The Daleks' plan is revealed and it is, of course, very much absurd. They mean to empty the Earth's core, disrupt its magnetic and gravitational fields, and replace with a power source to turn the planet into a great, big (gas-guzzling) spaceship. Everyone important is converging on "Project Degravitate", with Barbara making a play for the Black Dalek using Dortmun's notes to broker a meeting, and Ian hiding out (as usual with Richard Martin's direction, rather obviously) in the very capsule that will deliver the penetration explosives to the core. Oops! It's only a matter of time before the Doctor gets to the control chamber too. Meanwhile, the Daleks play with their big wall model and get shot with Dutch angles a lot.

THEORIES: Why a planet-ship? Maybe they want to go head to head against the Cybermen (see The Tenth Planet... eventually). Seriously though, maybe these Daleks are a more desperate lot than they admit to. Remember, these are static-dependent Daleks, like the ones in the Skarosian city, not the more advanced models we'll see later. Getting to Earth might have been a feat or even a stroke of luck, and they don't have the power to return to Skaro on with their saucers. A ship as big as Earth might be the only way the whole stranded fleet could get home, bringing slave labour and minerals as booty.

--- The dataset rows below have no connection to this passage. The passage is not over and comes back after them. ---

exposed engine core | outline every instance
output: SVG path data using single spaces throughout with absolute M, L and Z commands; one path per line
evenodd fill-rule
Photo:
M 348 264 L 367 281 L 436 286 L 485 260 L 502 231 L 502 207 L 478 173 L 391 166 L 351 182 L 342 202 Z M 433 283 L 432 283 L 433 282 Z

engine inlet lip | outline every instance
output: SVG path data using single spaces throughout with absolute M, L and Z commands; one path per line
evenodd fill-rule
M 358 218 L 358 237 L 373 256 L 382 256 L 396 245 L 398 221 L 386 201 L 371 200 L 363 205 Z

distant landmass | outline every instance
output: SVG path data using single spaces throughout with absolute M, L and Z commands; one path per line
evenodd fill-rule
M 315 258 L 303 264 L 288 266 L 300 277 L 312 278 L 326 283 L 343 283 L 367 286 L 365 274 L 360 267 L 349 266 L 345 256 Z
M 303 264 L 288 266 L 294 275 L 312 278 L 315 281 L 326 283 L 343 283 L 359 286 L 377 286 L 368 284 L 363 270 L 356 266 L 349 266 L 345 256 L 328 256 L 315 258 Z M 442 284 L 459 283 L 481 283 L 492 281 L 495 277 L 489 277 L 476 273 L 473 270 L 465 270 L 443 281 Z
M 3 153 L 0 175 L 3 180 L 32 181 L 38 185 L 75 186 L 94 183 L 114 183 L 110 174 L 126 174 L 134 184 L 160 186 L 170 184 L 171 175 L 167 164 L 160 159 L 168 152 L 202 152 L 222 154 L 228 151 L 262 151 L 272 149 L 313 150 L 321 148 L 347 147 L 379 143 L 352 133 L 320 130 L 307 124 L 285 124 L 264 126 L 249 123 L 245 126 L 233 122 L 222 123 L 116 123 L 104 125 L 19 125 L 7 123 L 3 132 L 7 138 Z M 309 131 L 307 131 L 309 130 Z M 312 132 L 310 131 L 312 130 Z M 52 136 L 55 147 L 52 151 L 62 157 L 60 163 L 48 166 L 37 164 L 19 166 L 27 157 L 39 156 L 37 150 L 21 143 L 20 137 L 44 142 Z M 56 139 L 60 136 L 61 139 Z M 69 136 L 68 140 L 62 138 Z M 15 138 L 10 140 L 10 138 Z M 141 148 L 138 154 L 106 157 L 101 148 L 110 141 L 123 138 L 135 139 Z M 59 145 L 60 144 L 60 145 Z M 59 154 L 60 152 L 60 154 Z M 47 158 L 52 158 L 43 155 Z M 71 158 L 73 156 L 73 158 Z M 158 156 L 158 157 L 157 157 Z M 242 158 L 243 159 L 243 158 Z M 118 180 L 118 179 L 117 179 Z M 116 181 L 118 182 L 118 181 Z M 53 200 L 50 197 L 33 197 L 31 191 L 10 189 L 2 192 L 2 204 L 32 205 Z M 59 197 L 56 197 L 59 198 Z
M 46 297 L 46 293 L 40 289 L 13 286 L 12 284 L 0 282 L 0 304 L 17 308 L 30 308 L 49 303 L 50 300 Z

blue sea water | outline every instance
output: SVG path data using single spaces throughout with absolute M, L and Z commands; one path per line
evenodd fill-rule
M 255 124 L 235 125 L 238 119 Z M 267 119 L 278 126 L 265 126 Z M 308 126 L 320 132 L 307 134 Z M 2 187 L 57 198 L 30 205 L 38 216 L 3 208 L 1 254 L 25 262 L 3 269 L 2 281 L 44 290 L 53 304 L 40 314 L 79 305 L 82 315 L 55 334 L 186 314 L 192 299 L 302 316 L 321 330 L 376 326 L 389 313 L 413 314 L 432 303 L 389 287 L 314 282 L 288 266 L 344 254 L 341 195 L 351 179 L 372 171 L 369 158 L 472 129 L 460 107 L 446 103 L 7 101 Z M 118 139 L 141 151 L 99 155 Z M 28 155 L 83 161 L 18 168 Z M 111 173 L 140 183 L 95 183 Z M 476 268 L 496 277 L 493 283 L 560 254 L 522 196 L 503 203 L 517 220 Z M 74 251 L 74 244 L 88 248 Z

REWATCHABILITY: Medium - The Waking Ally offers some great scenes, but also a lot of silly B-movie stuff. The Daleks were definitely better as Nazi stand-ins than as what boils down to mad scientists.

Comments

Matthew Turnage said…
I always figured The Doctor was the "Waking Ally" after his week off in episode four. At least, he makes as much sense as anyone else.
The Last Real Person On Earth said…
It's the Doctor! It's the bloody Doctor! Why does everyone think this title is confusing? IT'S OBVIOUSLY THE BLOODY DOCTOR! JESUS CHRIST PEOPLE HOW CAN YOU NOT FIGURE THIS OUT. HOW. TELL ME HOW. JUST BLOODY TELL ME HOW ON EARTH YOU CAN'T WORK THIS OUT. THE TITLE IS THE WAKING ALLY, THE DOCTOR IS AN ALLY AGAINST THE DALEKS, THE DOCTOR WAKES UP FROM BEING UNCONSCIOUS IN THIS EPISODE. CHRIST. EIGHTEEN SECONDS OF THINKING. THAT'S ALL IT TAKES TO UNRAVEL THE POXY MYSTERY. IS THAT SO BLOODY HARD. IS IT. IS IT SO HARD. JESUS.
Siskoid said…
Ladies and gentlemen, Who Fandom.

I'm watching a show called Doctor Who. Allies should be people OTHER than the Doctor, no? The Doctor doesn't need to "ally against the Daleks", he's already against the Daleks. Your justification for the title works as well as any, but it's still mystifying to me that it was considered a good one.

ESPECIALLY SINCE HARTNELL WAS NOT SUPPOSED TO BE OUT OF ACTION IN THE PREVIOUS EPISODE. THE SCRIPT WAS CHANGED HASTILY BECAUSE OF HIS ON-SET INJURY. SO DID THEY CHANGE THE TITLE WHEN THEY MADE THOSE CHANGES? IF SO THERE IS NO EVIDENCE OF IT ON EXISTING DRAFTS!